Volume 670: debated on Thursday 30 January 2020

The Informal Justice and Home Affairs Council under the Croatian presidency of the Council of the EU took place on 23 and 24 January 2020 in Zagreb.

I represented the UK on Justice Day. My colleague right hon Friend the Minister for Security, attended the meeting for interior day.

Justice day began with a discussion on the future of EU justice and home affairs in the fields of freedom, security and justice, with a focus on the following justice policies: fundamental rights and the rule of law; civil judicial co-operation; judicial training and criminal justice.

Over lunch, Ministers considered the role of the European judicial network in civil and commercial matters, recognising its importance in facilitating judicial co-operation.
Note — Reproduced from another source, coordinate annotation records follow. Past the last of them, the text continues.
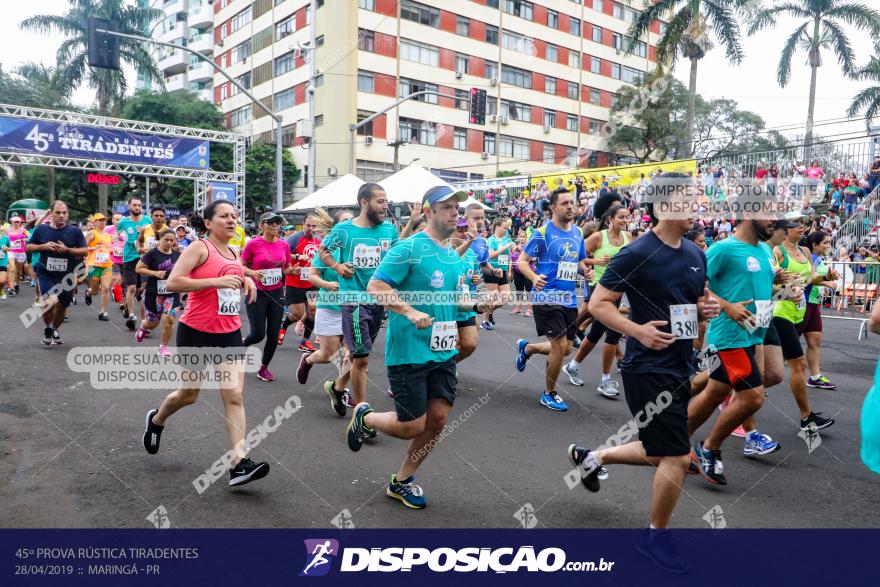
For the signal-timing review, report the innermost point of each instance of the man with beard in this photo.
(362, 242)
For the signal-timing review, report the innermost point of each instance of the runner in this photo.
(362, 242)
(303, 246)
(161, 304)
(328, 320)
(99, 264)
(420, 347)
(61, 247)
(558, 250)
(265, 259)
(789, 312)
(212, 274)
(130, 226)
(602, 246)
(664, 277)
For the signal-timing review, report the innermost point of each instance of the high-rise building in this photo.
(551, 69)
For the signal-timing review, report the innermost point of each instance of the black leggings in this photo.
(265, 316)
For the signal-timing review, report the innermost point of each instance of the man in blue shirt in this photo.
(558, 250)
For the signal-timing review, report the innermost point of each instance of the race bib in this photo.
(444, 336)
(763, 313)
(683, 320)
(56, 264)
(566, 271)
(228, 301)
(367, 257)
(271, 276)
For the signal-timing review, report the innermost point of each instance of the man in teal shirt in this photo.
(421, 343)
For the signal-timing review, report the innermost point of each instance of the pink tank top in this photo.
(210, 310)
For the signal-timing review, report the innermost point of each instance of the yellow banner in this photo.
(622, 175)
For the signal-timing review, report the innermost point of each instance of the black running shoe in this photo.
(246, 471)
(152, 433)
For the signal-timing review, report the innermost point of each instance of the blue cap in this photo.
(441, 193)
Ministers then discussed judicial training. I provided an overview of judicial training in the UK, including the independent role of the judiciary in assessing the required learning and development. I highlighted that our approach to providing training for the judiciary is in accordance with the separation of powers, in that training is under the control of the judiciary and not the Government.
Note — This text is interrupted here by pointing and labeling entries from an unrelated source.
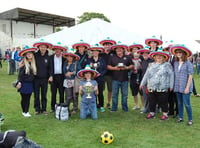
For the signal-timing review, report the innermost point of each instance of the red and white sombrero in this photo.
(165, 54)
(71, 52)
(81, 43)
(153, 39)
(42, 42)
(139, 46)
(107, 40)
(180, 47)
(97, 47)
(88, 69)
(32, 49)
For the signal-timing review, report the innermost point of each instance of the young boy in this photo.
(88, 90)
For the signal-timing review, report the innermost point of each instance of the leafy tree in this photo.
(86, 16)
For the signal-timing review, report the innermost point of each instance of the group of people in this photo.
(162, 77)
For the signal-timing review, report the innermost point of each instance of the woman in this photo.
(99, 65)
(183, 86)
(159, 78)
(26, 75)
(135, 74)
(70, 69)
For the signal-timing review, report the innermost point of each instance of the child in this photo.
(27, 72)
(70, 69)
(88, 90)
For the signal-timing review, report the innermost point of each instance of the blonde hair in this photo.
(31, 66)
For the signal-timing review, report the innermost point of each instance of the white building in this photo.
(19, 27)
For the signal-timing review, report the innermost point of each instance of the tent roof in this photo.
(92, 32)
(24, 15)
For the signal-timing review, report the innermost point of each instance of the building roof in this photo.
(25, 15)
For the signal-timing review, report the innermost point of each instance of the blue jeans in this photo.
(88, 108)
(184, 98)
(116, 85)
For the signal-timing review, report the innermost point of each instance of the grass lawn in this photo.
(130, 130)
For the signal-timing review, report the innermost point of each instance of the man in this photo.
(57, 61)
(43, 76)
(119, 64)
(107, 43)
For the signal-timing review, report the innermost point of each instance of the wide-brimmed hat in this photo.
(160, 52)
(107, 40)
(70, 52)
(81, 43)
(59, 46)
(119, 44)
(153, 39)
(42, 42)
(27, 49)
(180, 47)
(145, 49)
(88, 69)
(97, 47)
(134, 45)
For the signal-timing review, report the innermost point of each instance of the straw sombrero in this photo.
(159, 52)
(107, 40)
(27, 49)
(88, 69)
(71, 52)
(58, 46)
(154, 39)
(180, 47)
(81, 43)
(134, 45)
(125, 47)
(97, 47)
(42, 42)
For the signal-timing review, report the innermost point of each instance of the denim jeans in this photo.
(184, 98)
(88, 108)
(116, 85)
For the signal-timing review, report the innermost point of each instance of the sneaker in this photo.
(150, 116)
(164, 117)
(136, 108)
(102, 109)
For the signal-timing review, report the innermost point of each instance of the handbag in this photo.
(61, 112)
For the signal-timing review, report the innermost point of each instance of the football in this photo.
(107, 138)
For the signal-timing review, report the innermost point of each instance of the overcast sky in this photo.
(147, 17)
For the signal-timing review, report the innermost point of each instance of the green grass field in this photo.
(130, 130)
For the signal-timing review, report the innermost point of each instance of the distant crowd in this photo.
(161, 76)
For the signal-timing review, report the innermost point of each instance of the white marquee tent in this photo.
(92, 32)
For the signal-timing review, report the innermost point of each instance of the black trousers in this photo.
(25, 102)
(100, 95)
(57, 85)
(40, 86)
(160, 98)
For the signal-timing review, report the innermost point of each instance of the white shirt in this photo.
(57, 64)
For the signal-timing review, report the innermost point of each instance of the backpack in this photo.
(61, 112)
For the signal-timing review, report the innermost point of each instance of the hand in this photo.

The first agenda item of interior day discussed the future of EU justice and home affairs activity, focusing on the home affairs area. The Minister for Security intervened to highlight issues relating to end-to-end encryption, drawing attention to the open letter to Facebook from the Home Secretary.
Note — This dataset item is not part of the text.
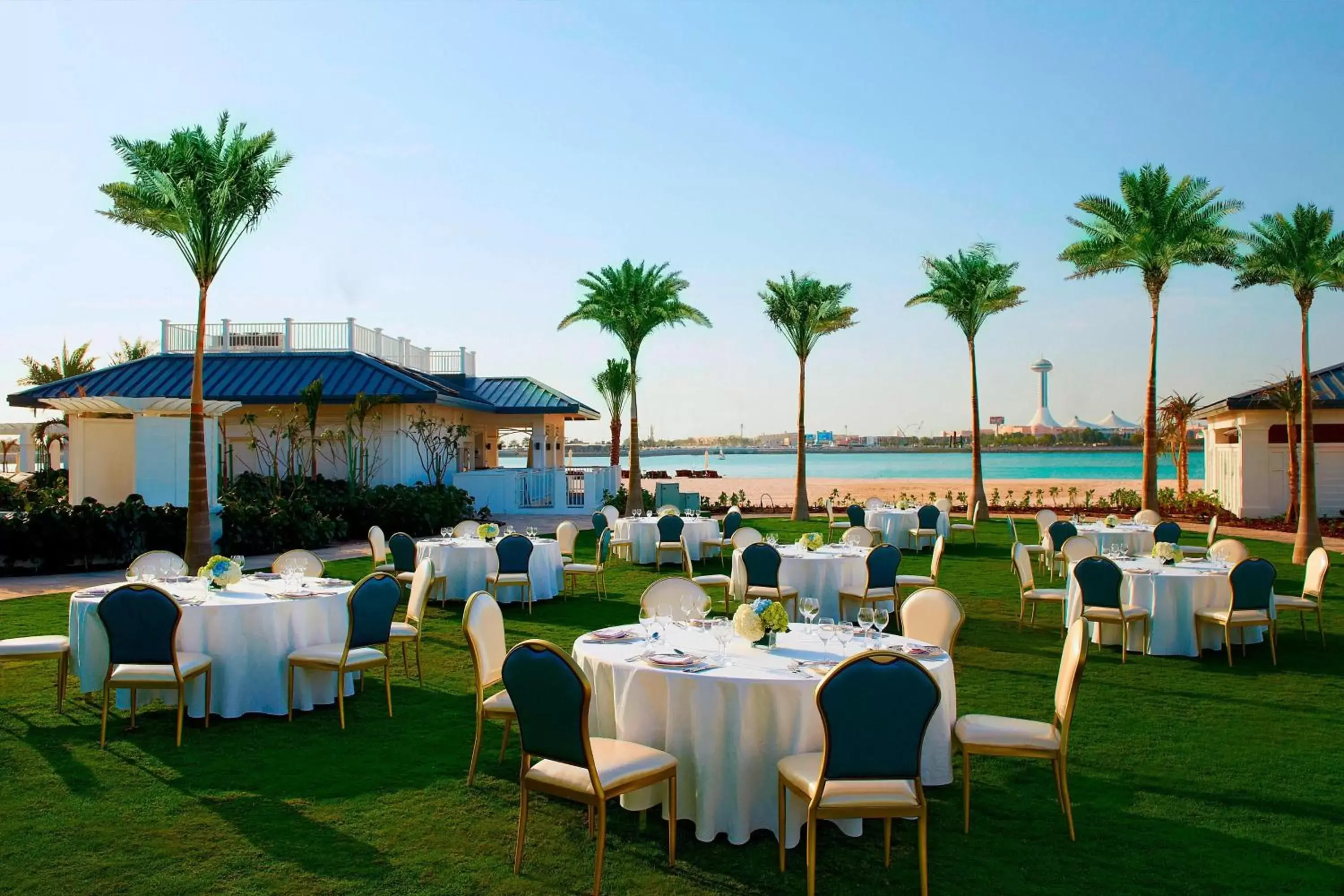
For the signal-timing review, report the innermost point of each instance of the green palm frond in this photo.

The Minister for Security also encouraged member states to ensure that the voice of their law enforcement agencies and interior Ministries was heard during discussions on the EU’s negotiating mandate for a future internal security agreement with the UK.

Interior Ministers then discussed implementation of legislation on the interoperability of EU JHA databases.

Over lunch, Ministers discussed tackling organised immigration crime in the western Balkans, including a proposal to create a regional western Balkans system similar to the Eurodac database (which stores fingerprint and biometric data of asylum applicants).

The afternoon session focused on implementation of the European Border and Coast Guard agency, which the UK does not participate in.